蔵光らが受付前で待っていると、しばらくしてアロマが2階から降りてきた。
「お待たせしました。さあ、どうぞこちらへ。」
アロマは、蔵光らを、2階ギルドマスターの部屋まで案内し、部屋の扉をコンコンとノックした。
「おう、入ってくれ!」
部屋の中からジアドの声がした。
「失礼します。どうぞ、」
そう言ってアロマがドアを開け、蔵光らを招き入れた。
蔵光達がここへ来るのは3回目だ。
「よく来てくれた。まあ、座ってくれ。」
ジアドが蔵光らにソファーをすすめ、全員が着席したところで、ジアドは早速話を切り出した。
「連絡があったとおり、盗賊団『蜂の巣』討伐の報酬や報償金などの金額が出た、総額で1億2000万マスタだ。」
「いっ、1億2000万マスタ?」
蔵光が驚きで立ち上がった。
「まあまあ、落ち着いて。」
ジアドが蔵光を抑える。
「まあ、色々と盗賊の死体の処理とかで他の冒険者を使ったんで、諸経費が差し引かれてるけどな。そこは了解してくれ。」
「いやぁ、それでも、凄い額ですよ!」
いくら、水無月家のお坊っちゃんと言えども、自分で稼いだ金となるとまた違う。
「あと、タスパとルーケイーストの排水溝の清掃報酬として更に2000万マスタが別途支払わる。」
「えっ、ええ?」
「すまないな、本来ならば、清掃、駆除、魔物討伐と、かなり難しいクエストなんで、もっと支払ってもいいと思うのだが、今回の討伐でかなりの額がそちらに回ってしまったからなぁ。」
「いやいやとんでもないです。ありがとうございます。」
蔵光はジアドに礼を言う。
「まあ、予想通りの凄い額なので、すぐにここで支払うという訳にはいかないので、君達のギルド口座に振り込むことになっている。」
とジアドは報酬の支払い方法を説明した。
ギルド口座とは…
冒険者ギルドに登録した際、同時に作られる口座で、銀行口座のように預金、引き出し、振り込みなどの手続きができ、世界各国ギルドがあればどこででも使用できる。
また、今回のように、受け取り金額が大きい場合等は、その冒険者のギルド口座へ自動振り込みとなり、ギルドの指輪の登録と同じく魔力で管理される。
ちなみに口座を使用した借金、融資等は不可である。
残高照会等はギルドの各支部で照会可能で、上限100万マスタまで引き下ろし可能だ。
「わかりました。」
蔵光がジアドの説明に了解の意を示す。
「ああ、後、説明しておくが、この報償金とかをルーケイーストの街とかに寄付とかしないでもらえないか。

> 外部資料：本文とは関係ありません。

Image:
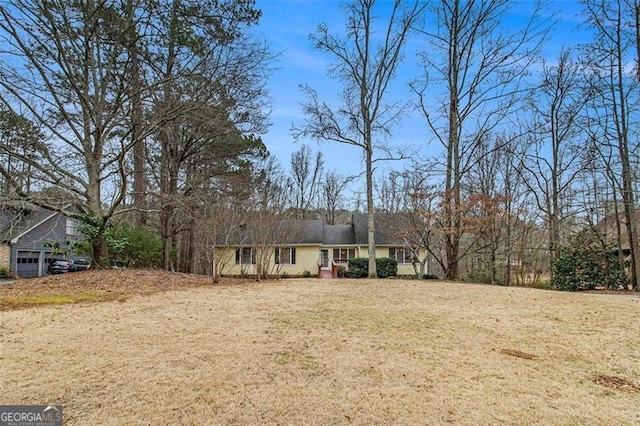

」
「えっ?」
蔵光は、不意を突かれたような表情となる。
まさしく、蔵光はこの後、ロッコ達の街に報酬の一部を寄付しようとしていたのだ。
「やはりな…」
ジアドは予想通りというような顔でうなづく。
「どうして?」
「これは、ルーケイーストも含め近隣の街の取り決めでな、寄付を受けた街は必ずその街を統括する領主へ申告しなければいけないこととなっていて、申告しなければ、その関係者は死罪となる。」
「えっ、死罪?」
蔵光は何故というような顔になる。
「そうだ、本来、寄付金は一旦領主へ渡さなければならないこととなっている。」
「そんな馬鹿な?」
誠三郎も呆れている。
「そして、寄付金を受け取った領主は、領地内の施策のためにお金を使うこととなっているのだ。」
「施策って、自分で取り込んでるんと違うんかいな?」
ゼリーも突っ込みを入れる。
「まあ、それはその領地の領主次第だからなんとも言えないが、全部その街に渡されることはない。」
「うーん、参ったな。」
蔵光が眉間にシワを寄せて唸る。
「まあ、今回、君達が寄付をしなくても、『蜂の巣』から回収した金や財宝は対象となる街へ分配返還される予定だ。」
「返還って?」
誠三郎が何かに気づく。
「そう、寄付ではなく、あくまでも被害金品の返還だ。だから、領主へ渡す必要は全くない。」
「なんだ、良かった~。」
蔵光もホッと胸を撫で下ろす。
「それに、その金品は一旦商業ギルドへ預けられ、信用のおける代表者を5名選出のうえ、全員の同意があって初めて引き出し可能となるので、個人的にお金を引き出そうとしても一人だけの一存ではどうにもならないようなシステムになっている。」
「そんなに厳重なのか…」
蔵光らは感心している。
「そういう仕組みなので、返還金等は確実に守られる。」
「で、その5名は誰が選出するんだ?」
誠三郎が尋ねた。
「住民に対する聞き込みや風評など信用性のある人物を商業ギルドと冒険者ギルドが調査して推薦する。」
「なるほど、外郭組織が判定するのか。」
「うむ、調査員は秘密…賄賂を掴まされても困るしな。」
とジアドは付け加えた。
「あと最後に、寄付を禁じている理由だが、もし個人的な寄付をしたとすれば、寄付をされていない街から妬まれて『自分達の街にも寄付をしてくれ。』と言われたり、国等に他の街と格差のないようにして欲しい申し立てをして国へ返還金等の追加請求するような事案もあったりして、トラブルになった事が過去にあったので、個人的な寄付をさせないようにしているのだ。」
「あーなるほど、そういうことだったんだ。わかりました、寄付はやめておきます。」
と蔵光はジアドに答える。
「それがいい、それに、その金は自分達が危険を冒して勝ち取った正当な報酬だから、全て君達のものだ。他人に渡すことはない。」
とジアドが言うと、すかさずゼリーが、
「そやで、あるじ、ロッコには、屋台の串焼き肉くらいをおごってやる程度でエエんやで。」
と言う。
「安ぅ~!」
蔵光が笑いながらゼリーに突っ込みを入れる。
「わっはっはっはっ!」
誠三郎も笑っている。
「じゃあ、そういうことなので、1階の受付で手続きをしてくれ。おーいハーブ!」
とジアドが叫ぶとハーブが部屋に入ってきた。
副ギルドマスターであるハーブは、ジアドと違って色々な業務を任されている。
今回の報酬のことについても手続き関係は大体ハーブが絡んでいる。
「すまんが、彼等の報酬の入金手続きをしてやってくれないか?」
「わかりました。」
ハーブはジアドに命じられると、蔵光らを連れて再び階下へ降りていった。
ハーブは受付で、蔵光らが冒険者登録をした時に作ったミスリル製の指輪を二人から受け取り、その指輪に入金情報を入力した。
「これで完了です。出勤したいときは、ギルドの窓口で申し出てください。」
「ありがとう。」
蔵光達は指輪を受けとると、当面の生活費となる宿代や食事代等をギルド内の現金取り扱い所で引き落とした後、ギルドを後にした。
ストーリーの下書きに時間がかかってるので、投稿にも時間がかかってます。
ゼ「いつものことやん。」
………とりあえず、ちょっとずつでも話は進めていきます。